We frequently mention that the duration of the VW Group warranty is a bit mean compared to certain rivals, but the durability of the Rapid should mean there aren't too many warranty claims anyway. The servicing schedule is easy to follow and a money-saving service plan is available.
Skoda Rapid Spaceback MPG & CO2
The new-for-2017 1.0-litre three-cylinder petrol engine beats the economy of the previous 1.2-litre. The less powerful version returns up to 62.8mpg with CO2 emissions of 103g/km. The 109bhp version doesn’t harm these figures too much, either: economy falls to 61.4mpg while CO2 emissions climb slightly to 106g/km. This does mean the Benefit-in-Kind (BiK) company-car tax rating is 20% for the more powerful engine, against 19% for the more economical version.

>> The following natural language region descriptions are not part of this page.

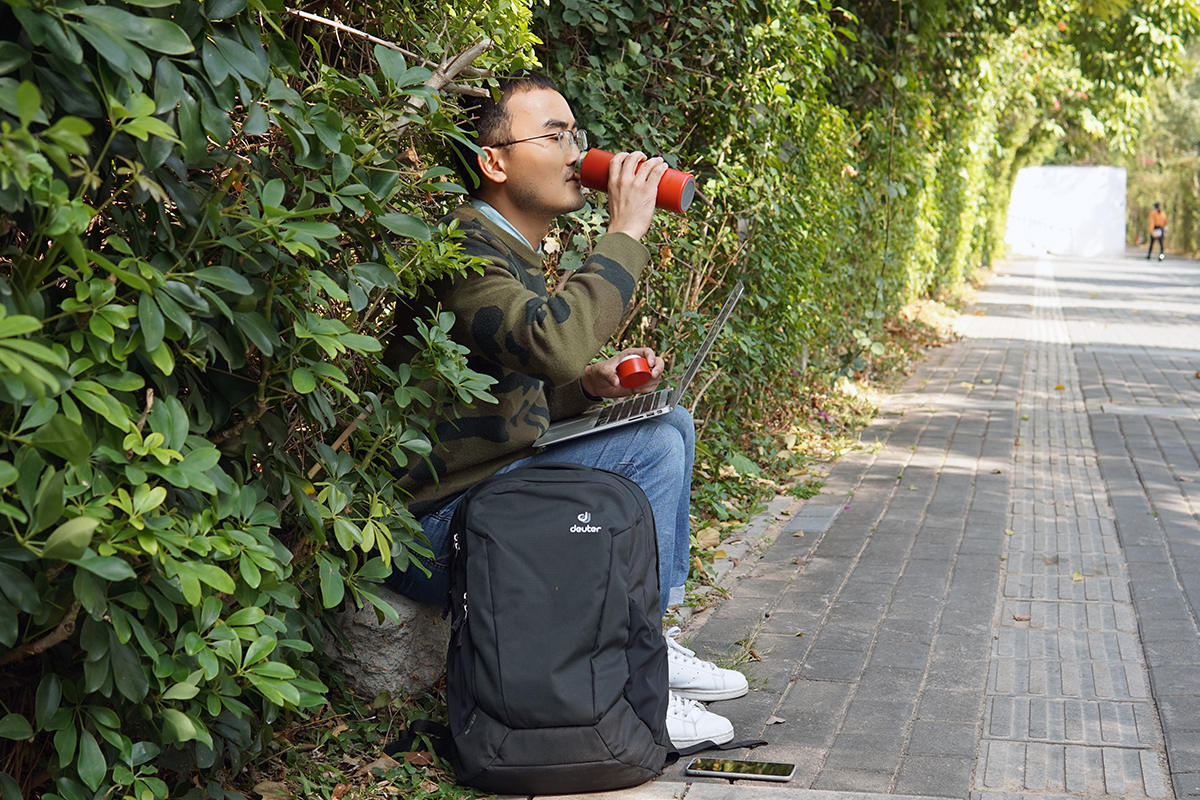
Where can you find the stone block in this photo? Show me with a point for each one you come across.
(399, 657)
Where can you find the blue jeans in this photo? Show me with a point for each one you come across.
(657, 455)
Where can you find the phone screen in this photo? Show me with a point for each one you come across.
(733, 767)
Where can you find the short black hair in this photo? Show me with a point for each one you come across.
(487, 121)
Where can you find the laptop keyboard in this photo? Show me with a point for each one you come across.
(631, 405)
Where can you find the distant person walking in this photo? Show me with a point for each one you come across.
(1157, 232)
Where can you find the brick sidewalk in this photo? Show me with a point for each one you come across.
(997, 597)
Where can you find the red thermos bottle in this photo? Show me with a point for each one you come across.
(677, 190)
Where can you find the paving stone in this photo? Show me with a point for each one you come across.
(941, 656)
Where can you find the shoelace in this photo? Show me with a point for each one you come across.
(682, 705)
(684, 651)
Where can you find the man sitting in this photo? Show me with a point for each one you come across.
(539, 347)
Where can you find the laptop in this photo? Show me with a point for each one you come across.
(640, 407)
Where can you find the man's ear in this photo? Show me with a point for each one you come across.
(491, 166)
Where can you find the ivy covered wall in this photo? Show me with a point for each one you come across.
(208, 210)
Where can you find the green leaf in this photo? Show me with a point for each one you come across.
(391, 62)
(127, 673)
(159, 35)
(91, 764)
(178, 726)
(333, 588)
(249, 615)
(64, 438)
(303, 380)
(106, 566)
(15, 726)
(226, 278)
(49, 697)
(744, 465)
(256, 329)
(29, 102)
(259, 649)
(19, 589)
(245, 61)
(217, 10)
(71, 539)
(12, 56)
(181, 692)
(215, 577)
(9, 788)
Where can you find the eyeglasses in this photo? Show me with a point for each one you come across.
(579, 137)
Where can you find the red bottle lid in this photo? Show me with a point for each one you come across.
(677, 188)
(633, 371)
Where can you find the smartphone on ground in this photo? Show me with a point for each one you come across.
(735, 769)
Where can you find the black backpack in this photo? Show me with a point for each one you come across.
(557, 669)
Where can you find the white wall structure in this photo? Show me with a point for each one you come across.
(1067, 211)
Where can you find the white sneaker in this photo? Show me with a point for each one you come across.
(690, 723)
(697, 679)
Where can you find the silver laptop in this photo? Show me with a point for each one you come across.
(640, 407)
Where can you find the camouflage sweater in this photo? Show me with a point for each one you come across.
(535, 344)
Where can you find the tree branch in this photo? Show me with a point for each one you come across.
(442, 77)
(60, 633)
(444, 84)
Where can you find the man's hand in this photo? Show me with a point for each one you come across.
(633, 185)
(600, 379)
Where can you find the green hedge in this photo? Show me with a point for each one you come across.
(208, 210)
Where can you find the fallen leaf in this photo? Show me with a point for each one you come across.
(383, 763)
(708, 537)
(273, 791)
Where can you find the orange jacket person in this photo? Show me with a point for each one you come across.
(1157, 232)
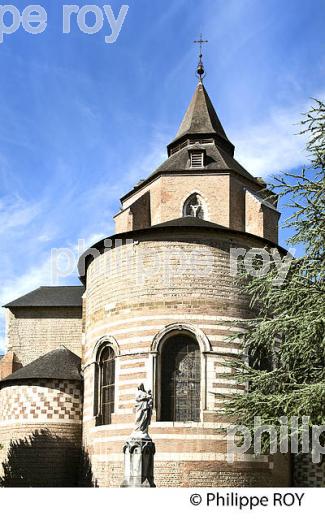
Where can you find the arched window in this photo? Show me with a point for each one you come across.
(193, 207)
(180, 379)
(105, 386)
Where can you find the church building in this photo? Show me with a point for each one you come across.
(157, 305)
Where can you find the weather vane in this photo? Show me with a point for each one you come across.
(200, 68)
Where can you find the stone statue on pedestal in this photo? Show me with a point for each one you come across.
(143, 407)
(139, 449)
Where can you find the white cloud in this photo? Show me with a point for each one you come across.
(16, 212)
(273, 145)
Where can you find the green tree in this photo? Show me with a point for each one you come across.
(290, 317)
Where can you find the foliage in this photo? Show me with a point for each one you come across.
(290, 323)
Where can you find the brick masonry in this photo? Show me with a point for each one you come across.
(40, 432)
(133, 293)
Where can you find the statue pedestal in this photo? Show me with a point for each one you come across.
(139, 462)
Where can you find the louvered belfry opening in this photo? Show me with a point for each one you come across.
(180, 379)
(107, 384)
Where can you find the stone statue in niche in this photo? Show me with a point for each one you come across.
(139, 450)
(143, 413)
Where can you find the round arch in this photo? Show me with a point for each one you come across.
(104, 341)
(176, 328)
(200, 199)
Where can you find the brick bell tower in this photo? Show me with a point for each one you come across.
(159, 306)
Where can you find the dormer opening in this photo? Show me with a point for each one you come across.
(194, 207)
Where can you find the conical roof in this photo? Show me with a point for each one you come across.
(201, 120)
(60, 363)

While the petrol engines are impressively economical, a diesel may still make sense if you cover more than 12,000 miles or so a year. There are two to choose from – a 1.4-litre with 89bhp that returns up to 70.6mpg and 105 g/km of CO2 for a 22% BiK rating, and a 109bhp 1.6-litre engine that manages 67.3mpg with no increase in BiK band.

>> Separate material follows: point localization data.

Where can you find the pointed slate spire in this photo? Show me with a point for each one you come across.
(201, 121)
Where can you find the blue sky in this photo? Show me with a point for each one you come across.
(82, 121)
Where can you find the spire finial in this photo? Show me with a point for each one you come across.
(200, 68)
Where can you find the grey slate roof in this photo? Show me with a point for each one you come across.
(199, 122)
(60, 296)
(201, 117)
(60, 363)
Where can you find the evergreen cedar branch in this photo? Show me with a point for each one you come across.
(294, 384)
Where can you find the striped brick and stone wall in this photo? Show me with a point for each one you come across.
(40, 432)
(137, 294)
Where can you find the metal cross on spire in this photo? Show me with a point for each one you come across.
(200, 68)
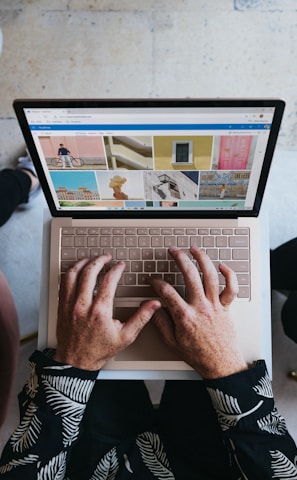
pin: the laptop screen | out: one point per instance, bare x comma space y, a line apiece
150, 156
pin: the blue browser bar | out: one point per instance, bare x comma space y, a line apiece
154, 127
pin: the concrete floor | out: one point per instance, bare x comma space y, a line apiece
84, 48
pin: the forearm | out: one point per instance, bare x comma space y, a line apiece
253, 430
52, 405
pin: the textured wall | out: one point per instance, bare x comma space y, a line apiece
147, 48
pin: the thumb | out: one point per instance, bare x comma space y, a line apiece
141, 317
165, 325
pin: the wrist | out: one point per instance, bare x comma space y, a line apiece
222, 369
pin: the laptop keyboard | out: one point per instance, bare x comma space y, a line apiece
145, 252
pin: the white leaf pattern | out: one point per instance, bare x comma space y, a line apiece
227, 408
26, 434
55, 469
273, 423
282, 467
264, 388
17, 463
107, 467
153, 455
68, 397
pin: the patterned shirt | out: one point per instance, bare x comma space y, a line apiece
52, 407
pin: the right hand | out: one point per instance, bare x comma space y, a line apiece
200, 329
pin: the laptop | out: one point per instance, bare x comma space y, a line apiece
131, 177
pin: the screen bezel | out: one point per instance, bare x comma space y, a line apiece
20, 105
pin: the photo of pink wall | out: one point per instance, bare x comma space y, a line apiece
234, 152
86, 152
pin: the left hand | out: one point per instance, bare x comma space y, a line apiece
87, 333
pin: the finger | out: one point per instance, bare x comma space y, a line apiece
88, 276
169, 297
141, 317
165, 326
69, 281
210, 275
190, 273
230, 291
107, 289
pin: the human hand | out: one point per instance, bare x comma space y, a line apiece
87, 333
200, 329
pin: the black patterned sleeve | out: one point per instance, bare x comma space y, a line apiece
253, 430
52, 405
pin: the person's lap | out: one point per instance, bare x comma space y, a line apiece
185, 421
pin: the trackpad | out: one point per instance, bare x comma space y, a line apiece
148, 346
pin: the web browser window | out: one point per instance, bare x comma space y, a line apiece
126, 159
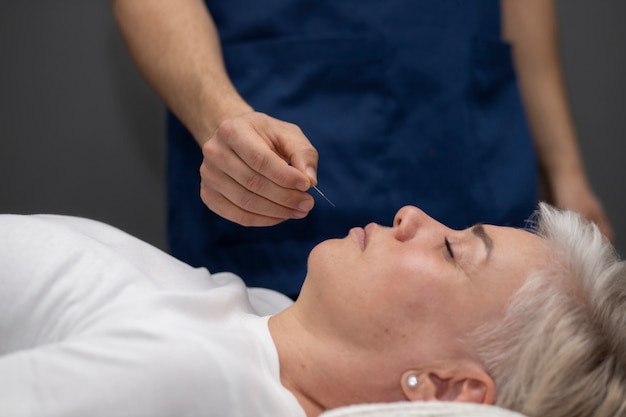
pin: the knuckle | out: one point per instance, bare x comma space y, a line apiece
254, 182
258, 162
247, 202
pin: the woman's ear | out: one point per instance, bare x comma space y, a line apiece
463, 382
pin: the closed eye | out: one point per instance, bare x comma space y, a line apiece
449, 247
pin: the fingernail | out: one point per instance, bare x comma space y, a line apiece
303, 186
306, 205
300, 214
310, 172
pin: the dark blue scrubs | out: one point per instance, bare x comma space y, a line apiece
407, 101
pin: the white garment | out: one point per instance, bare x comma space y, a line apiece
94, 322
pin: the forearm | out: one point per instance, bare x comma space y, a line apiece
530, 25
176, 47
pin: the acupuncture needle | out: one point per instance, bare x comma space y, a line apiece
322, 194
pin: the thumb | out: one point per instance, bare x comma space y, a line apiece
305, 160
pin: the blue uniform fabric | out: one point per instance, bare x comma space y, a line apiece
407, 102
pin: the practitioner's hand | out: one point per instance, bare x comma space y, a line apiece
575, 194
257, 169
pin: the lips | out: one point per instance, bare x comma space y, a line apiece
362, 234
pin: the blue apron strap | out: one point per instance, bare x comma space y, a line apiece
488, 19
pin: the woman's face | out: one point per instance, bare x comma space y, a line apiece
417, 284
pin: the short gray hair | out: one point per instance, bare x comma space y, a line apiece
560, 350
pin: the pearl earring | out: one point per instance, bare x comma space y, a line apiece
412, 381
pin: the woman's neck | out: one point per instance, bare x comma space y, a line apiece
325, 372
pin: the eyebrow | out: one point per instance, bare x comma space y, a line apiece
479, 231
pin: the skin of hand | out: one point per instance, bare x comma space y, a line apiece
256, 169
252, 172
531, 27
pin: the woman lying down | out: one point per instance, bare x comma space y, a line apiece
94, 322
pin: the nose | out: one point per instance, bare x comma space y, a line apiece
409, 220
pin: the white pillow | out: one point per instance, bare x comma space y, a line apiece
421, 409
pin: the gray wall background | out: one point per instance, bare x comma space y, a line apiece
82, 134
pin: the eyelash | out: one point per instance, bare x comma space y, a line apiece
448, 247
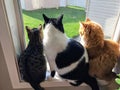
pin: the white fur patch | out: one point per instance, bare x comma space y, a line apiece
54, 42
71, 67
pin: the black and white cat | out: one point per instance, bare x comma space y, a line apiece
32, 62
66, 56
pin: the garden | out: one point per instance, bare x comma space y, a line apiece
72, 16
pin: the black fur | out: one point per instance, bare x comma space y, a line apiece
73, 53
32, 62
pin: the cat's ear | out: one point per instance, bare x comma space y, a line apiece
40, 27
59, 19
46, 19
87, 19
86, 28
40, 31
28, 29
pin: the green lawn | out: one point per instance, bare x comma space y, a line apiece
72, 16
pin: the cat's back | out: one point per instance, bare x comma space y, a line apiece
111, 47
32, 64
73, 53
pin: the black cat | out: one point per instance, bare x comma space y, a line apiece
66, 56
32, 62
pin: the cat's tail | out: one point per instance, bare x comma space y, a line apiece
36, 86
117, 66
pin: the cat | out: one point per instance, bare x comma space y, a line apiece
32, 62
103, 53
66, 56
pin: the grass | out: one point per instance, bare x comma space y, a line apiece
72, 16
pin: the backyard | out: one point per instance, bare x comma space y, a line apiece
72, 16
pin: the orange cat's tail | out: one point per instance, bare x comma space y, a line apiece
118, 62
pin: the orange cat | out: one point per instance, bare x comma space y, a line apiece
103, 54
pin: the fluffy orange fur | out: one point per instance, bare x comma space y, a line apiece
103, 54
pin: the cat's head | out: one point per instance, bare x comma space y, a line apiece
35, 35
53, 23
91, 33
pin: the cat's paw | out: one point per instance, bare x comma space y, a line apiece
52, 73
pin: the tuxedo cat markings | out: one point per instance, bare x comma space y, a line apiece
32, 62
66, 56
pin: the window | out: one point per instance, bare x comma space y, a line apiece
12, 42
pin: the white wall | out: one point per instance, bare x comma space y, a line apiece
106, 13
13, 25
80, 3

The insurance ratings for the Spaceback range from group 13 for the entry-level S model with the smallest petrol engine, to 17 for the SE Sport with the biggest diesel engine. This is comparable with the Volkswagen Golf and SEAT Leon, but a little higher than the Hyundai i30. However, insurance is unlikely to be prohibitively expensive for any but the highest risk groups.
The Spaceback, along with the Rapid hatchback, enjoys Skoda’s three-year warranty, which we can’t help but feel is a little mean compared to that offered by certain rival companies. The Skoda warranty has unlimited mileage for the first two years, but cover in the third year is capped to a maximum of 60,000 miles. This can be extended at the point of sale – stretching the warranty to four years/80,000 miles costs £230, while five years/100,000 miles is £460.
However, Hyundai is generous (or brave) enough to offer a five-year/unlimited-mileage warranty and we think it’s a shame the VW Group can’t match this.
The Rapid Spaceback follows the same servicing regime as any other Skoda, allowing you to you manage your car’s maintenance in one of two ways. You can sign up for fixed-interval servicing, where your car receives a service at the end of every year or 10,000 miles; this is recommended for those who cover low mileage or mainly short distances, perhaps primarily in urban areas where the car is subjected to a lot of acceleration and braking. If this sounds like you, it might be wise to look at a service plan – this costs around £279 for the first two services.
Alternatively, if you’re a higher-mileage user you can rely on the engine’s in-built wear sensors. These work to determine when the car needs a service based on how it’s being driven. This may suit you if you primarily use the car for longer journeys, cruising at motorway speeds where the car is subject to little wear. Service intervals can come up at any point between 9,000 and 20,000 miles this way.